The Deloraine Stringfest Facebook page Wednesday announced there would be no festival this year.
We are currently reviewing our options and dates for 2017.
That’s a shame.
Looking back at my comments on last year’s festival I still think those comments remain relevant.
Developing a broader audience from the non-musical side of the festival, so that the festival lives up to its objectives (and avoids becoming yet another music festival) is essential – but problematic!
Given the highly contentious and politicised nature of anything forestry related in Tasmania, putting more of the Festival focus on timber, timber growing and timber craftsmanship becomes difficult.
Where does the wood come from? Public native forest, World Heritage Area, lake salvage, farm salvage, commercial private grower??
Is the wood certified? Is it sustainable? Is it profitable?
All of this immediately generates tension and conflict because so many people have such a wide diversity of opinions and expectations.
How can the Festival navigate this social, political and economic minefield and survive?
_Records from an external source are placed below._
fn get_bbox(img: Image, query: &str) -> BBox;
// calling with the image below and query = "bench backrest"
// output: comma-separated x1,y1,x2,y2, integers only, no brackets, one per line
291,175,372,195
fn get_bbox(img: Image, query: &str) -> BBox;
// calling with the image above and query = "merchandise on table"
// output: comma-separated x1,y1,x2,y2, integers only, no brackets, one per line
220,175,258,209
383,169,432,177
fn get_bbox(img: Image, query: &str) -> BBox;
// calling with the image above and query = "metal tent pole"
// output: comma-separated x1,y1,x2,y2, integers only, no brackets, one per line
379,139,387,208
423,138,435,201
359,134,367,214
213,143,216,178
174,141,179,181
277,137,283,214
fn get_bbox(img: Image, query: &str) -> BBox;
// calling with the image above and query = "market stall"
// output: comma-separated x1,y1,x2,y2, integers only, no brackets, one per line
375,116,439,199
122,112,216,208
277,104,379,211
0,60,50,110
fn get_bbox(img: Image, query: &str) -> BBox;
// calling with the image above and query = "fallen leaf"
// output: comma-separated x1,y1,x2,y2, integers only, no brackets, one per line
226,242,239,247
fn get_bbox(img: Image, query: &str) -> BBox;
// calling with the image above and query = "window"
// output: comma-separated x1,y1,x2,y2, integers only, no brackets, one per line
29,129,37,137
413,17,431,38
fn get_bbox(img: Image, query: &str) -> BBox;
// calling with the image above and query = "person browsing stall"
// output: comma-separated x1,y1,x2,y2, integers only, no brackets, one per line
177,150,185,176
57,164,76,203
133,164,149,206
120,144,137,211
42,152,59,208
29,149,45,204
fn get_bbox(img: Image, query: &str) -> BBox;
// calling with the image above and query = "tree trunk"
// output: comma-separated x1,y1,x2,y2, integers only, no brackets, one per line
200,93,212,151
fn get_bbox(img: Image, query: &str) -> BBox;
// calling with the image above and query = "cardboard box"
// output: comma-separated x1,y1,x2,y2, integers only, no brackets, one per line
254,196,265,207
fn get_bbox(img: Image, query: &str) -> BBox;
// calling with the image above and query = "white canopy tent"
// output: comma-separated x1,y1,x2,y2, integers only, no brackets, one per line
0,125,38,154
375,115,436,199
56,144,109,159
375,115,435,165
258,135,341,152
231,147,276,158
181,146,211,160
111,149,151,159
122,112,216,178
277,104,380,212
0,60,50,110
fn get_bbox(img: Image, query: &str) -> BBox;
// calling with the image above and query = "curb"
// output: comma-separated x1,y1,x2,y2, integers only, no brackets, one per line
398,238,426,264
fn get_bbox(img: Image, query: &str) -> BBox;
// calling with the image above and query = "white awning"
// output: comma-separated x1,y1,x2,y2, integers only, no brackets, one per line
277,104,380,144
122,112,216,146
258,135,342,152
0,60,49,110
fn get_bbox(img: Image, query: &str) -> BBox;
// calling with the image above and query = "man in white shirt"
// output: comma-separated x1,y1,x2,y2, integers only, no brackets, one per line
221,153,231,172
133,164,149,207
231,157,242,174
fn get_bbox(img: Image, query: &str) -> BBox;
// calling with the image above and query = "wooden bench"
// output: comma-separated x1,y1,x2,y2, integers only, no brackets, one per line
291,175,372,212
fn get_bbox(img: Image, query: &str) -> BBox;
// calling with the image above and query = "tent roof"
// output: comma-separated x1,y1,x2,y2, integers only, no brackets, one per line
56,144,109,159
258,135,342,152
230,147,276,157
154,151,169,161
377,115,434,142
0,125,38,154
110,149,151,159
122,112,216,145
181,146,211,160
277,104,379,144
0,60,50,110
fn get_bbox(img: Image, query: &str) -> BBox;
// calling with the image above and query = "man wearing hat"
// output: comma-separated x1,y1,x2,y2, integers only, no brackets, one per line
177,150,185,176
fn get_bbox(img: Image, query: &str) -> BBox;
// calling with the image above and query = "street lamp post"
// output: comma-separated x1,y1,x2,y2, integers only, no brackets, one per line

But for the Festival to live up to its objectives that is exactly what it must do:
The Aims of Deloraine StringFest Tasmania are:
- To present a festival of stringed instruments, showcasing Tasmanian luthiers, Tasmanian tone-woods and instruments;
- To recognise Tasmanian instrumentalists and provide a social gathering for musicians, both professional and amateur;
- To highlight the craft of luthiers and the pre-eminence of Tasmanian timbers used world-wide to create quality crafted stringed instruments; and
- To provide ongoing recognition of Deloraine as a centre for craft and arts excellence.
The Festival must lead to the future and not be bound by the forest policies, practices and conflicts of the past.
A part of that future is profitable, sustainable farm-grown Tasmanian blackwood.